Architect Barry Fox appropriated several French architectural elements from descriptions by author Cyril Connolly and from Jerome Zerbe’s Les Pavillons, an aesthetic exploration of the houses near Versailles. “I love the French pavilion look, and I saw in this little house the potential for doing something like that,” Mrs. Trimble comments. A bull’s-eye window at the entrance, segmental arched doors with deep reveals, arched windows, terra-cotta tile floors, and pewter door latches delight the eye and manifest a Gallic sensibility.

It is eleven in the morning, time for cafe au lait, a delightful Louisiana tradition. Eliza Penn, a member of the Trimble household for twenty-five years, enters carrying a tray of French gold-banded cups and hot biscuits with ham. At the sight of the platter, Muffin’s gaze grows intense, though she stays politely mute. As we sip our aromatic brew, Bud Trimble calls attention to a peacock, who makes a dignified appearance on the loggia and poses in profile wearing his tiny crown. “Sometimes we wake up to find one peering silently at us through the bedroom window,” he says. Peacocks have roamed the gardens since before the Civil War. These seem well pleased with the villa’s revival.

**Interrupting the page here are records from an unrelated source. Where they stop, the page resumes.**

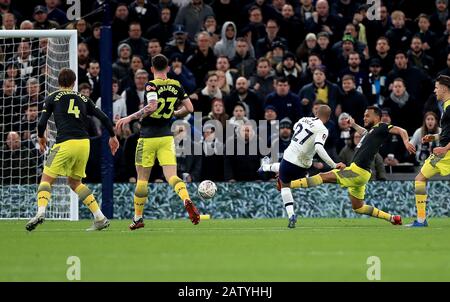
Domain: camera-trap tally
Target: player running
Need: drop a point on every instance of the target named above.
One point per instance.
(439, 161)
(156, 140)
(309, 137)
(69, 156)
(358, 174)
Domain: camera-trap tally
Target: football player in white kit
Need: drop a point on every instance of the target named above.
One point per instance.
(309, 137)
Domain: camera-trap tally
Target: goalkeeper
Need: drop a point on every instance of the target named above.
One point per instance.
(68, 157)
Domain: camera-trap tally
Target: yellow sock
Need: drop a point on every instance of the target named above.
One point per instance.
(421, 200)
(374, 212)
(140, 198)
(309, 182)
(179, 187)
(85, 195)
(44, 192)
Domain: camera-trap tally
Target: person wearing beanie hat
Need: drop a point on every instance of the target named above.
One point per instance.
(289, 68)
(122, 64)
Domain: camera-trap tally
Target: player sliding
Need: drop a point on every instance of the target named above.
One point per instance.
(309, 137)
(358, 174)
(68, 157)
(439, 161)
(156, 139)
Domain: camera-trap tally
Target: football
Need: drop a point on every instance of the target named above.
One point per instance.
(207, 189)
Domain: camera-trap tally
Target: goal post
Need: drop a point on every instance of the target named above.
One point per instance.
(30, 57)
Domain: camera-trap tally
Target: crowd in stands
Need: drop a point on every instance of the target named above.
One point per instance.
(260, 60)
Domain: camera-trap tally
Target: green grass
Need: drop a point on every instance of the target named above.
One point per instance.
(226, 250)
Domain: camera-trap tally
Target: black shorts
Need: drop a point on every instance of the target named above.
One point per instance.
(289, 171)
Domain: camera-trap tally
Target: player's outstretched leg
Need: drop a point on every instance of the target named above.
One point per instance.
(420, 187)
(43, 197)
(140, 198)
(85, 195)
(360, 208)
(180, 188)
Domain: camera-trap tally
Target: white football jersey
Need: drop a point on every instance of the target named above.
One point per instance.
(308, 132)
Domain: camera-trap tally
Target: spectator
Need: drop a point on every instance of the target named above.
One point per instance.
(402, 104)
(323, 20)
(383, 54)
(93, 76)
(265, 44)
(41, 20)
(377, 83)
(286, 103)
(291, 28)
(144, 12)
(243, 60)
(252, 103)
(189, 165)
(291, 70)
(351, 101)
(243, 167)
(202, 98)
(54, 13)
(192, 15)
(223, 64)
(179, 44)
(439, 18)
(153, 48)
(319, 89)
(238, 119)
(119, 25)
(376, 166)
(178, 71)
(227, 44)
(263, 80)
(418, 84)
(306, 48)
(393, 150)
(399, 36)
(122, 65)
(134, 95)
(203, 58)
(93, 41)
(360, 76)
(128, 81)
(162, 31)
(135, 40)
(430, 125)
(418, 58)
(83, 61)
(33, 94)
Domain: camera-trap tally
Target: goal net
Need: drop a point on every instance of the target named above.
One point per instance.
(29, 64)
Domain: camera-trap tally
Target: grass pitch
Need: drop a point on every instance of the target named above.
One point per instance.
(226, 250)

Mrs. Trimble wanted the simple interior to appear “collected rather than decorated.” She and the late New Orleans designer Warren Newman scoured Royal Street and various auctions to find some treasures appropriate to the pied-a-terre. A seventeenth-century painting in the living room seems to have been created with Afton Villa in mind. Mrs. Trimble happened upon the large, dark-toned canvas, propped against a wall, in an art studio in the French Quarter. There, within its depths, are peacocks, rabbits, red blossoms resembling the famed Afton Villa azaleas, and a slender brunette who might well represent the villa’s first striking mistress.

The Trimbles often push back the sliding glass doors opening onto the loggia and pool. The cypress columns are placed so that they conceal the door frames, and the interior embraces the outdoors. The breezy open space provides a perfect spot for entertaining New Orleans friends for the day. After a tour of the gardens, guests return to the house for a delicious cold buffet luncheon at skirted tables on the loggia. The simple repast often includes Eliza’s renowned meat loaf, molded fruit salad, fruit punch, and French bread, or, in cooler months, a savory gumbo.

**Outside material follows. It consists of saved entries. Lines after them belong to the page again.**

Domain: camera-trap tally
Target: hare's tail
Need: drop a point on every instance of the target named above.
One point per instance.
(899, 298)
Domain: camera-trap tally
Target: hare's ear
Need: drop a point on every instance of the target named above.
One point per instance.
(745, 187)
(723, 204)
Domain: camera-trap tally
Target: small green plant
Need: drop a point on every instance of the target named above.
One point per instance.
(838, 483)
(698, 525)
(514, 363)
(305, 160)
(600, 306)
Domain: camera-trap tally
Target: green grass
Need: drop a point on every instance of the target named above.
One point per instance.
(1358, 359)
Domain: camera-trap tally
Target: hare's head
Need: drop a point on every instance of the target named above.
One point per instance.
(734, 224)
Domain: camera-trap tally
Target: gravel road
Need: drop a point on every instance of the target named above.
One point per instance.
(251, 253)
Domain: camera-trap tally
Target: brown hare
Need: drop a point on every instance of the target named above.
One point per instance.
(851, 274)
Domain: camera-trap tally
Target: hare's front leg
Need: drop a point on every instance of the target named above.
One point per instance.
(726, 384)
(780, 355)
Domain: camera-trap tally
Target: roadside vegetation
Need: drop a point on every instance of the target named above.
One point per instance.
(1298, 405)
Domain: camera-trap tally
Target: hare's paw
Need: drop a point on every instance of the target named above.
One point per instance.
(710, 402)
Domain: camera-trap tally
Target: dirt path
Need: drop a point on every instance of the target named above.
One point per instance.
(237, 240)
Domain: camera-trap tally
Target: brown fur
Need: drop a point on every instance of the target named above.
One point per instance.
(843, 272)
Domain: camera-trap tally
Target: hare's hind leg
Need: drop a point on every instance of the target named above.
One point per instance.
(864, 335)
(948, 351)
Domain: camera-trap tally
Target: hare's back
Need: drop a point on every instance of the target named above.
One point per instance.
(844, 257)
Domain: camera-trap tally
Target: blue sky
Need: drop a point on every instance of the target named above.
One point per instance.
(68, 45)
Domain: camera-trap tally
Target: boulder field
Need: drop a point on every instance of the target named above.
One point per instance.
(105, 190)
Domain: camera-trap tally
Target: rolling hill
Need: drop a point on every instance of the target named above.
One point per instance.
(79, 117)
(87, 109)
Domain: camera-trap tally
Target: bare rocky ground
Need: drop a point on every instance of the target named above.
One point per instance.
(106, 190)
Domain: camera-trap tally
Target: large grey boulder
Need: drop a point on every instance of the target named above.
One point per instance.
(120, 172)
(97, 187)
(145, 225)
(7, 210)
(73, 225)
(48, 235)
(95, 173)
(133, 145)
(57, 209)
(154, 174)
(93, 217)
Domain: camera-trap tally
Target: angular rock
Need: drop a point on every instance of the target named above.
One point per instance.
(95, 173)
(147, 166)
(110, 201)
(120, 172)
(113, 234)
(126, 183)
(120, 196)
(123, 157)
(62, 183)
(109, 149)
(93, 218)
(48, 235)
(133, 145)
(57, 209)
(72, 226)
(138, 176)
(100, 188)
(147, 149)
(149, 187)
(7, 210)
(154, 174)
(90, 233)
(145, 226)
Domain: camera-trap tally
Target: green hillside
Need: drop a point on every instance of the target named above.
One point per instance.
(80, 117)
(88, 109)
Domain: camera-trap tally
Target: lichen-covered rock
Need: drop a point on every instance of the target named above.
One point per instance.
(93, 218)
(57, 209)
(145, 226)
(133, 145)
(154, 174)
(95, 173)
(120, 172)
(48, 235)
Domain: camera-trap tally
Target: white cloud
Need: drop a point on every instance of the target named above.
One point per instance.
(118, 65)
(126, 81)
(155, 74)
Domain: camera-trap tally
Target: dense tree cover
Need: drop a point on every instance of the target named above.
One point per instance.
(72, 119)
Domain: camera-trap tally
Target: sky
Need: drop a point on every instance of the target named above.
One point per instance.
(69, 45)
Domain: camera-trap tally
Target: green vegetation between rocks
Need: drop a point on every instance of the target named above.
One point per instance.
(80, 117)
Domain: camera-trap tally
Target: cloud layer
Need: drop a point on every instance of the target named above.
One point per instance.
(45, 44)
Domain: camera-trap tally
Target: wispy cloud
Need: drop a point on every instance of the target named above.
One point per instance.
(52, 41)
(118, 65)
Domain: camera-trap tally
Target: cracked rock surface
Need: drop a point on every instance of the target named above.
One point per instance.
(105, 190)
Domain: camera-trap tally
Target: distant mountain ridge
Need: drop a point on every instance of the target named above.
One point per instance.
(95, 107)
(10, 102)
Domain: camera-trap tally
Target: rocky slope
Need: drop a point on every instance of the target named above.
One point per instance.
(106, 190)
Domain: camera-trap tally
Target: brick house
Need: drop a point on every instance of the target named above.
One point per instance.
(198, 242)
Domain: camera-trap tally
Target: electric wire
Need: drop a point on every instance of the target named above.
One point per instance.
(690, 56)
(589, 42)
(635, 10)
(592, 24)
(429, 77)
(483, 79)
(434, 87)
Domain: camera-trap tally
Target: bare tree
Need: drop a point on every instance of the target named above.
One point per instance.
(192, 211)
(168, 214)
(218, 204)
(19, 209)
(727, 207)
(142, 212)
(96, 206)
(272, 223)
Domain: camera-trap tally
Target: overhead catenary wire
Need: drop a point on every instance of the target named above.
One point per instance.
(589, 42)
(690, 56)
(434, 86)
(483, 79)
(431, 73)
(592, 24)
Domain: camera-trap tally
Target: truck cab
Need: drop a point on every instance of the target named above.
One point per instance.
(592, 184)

The Trimbles enjoy the tranquillity of their garden bower. “Our life in New Orleans is interesting but not peaceful. I find that in our city house I rarely sit down and open a book, whereas here in the evenings I read a lot. I feel more at ease here,” Gen Trimble muses.

“Even with the work,” her husband adds. “But the work is relaxing,” she affirms.

Though Bud Trimble insists that he is a “gopher” rather than a gardener, he too enjoys the blissful hours spent planning, digging, and dreaming among the tulips, azaleas, pansies, and daffodils. But Afton Villa’s restored gardens are themselves a story for a future issue.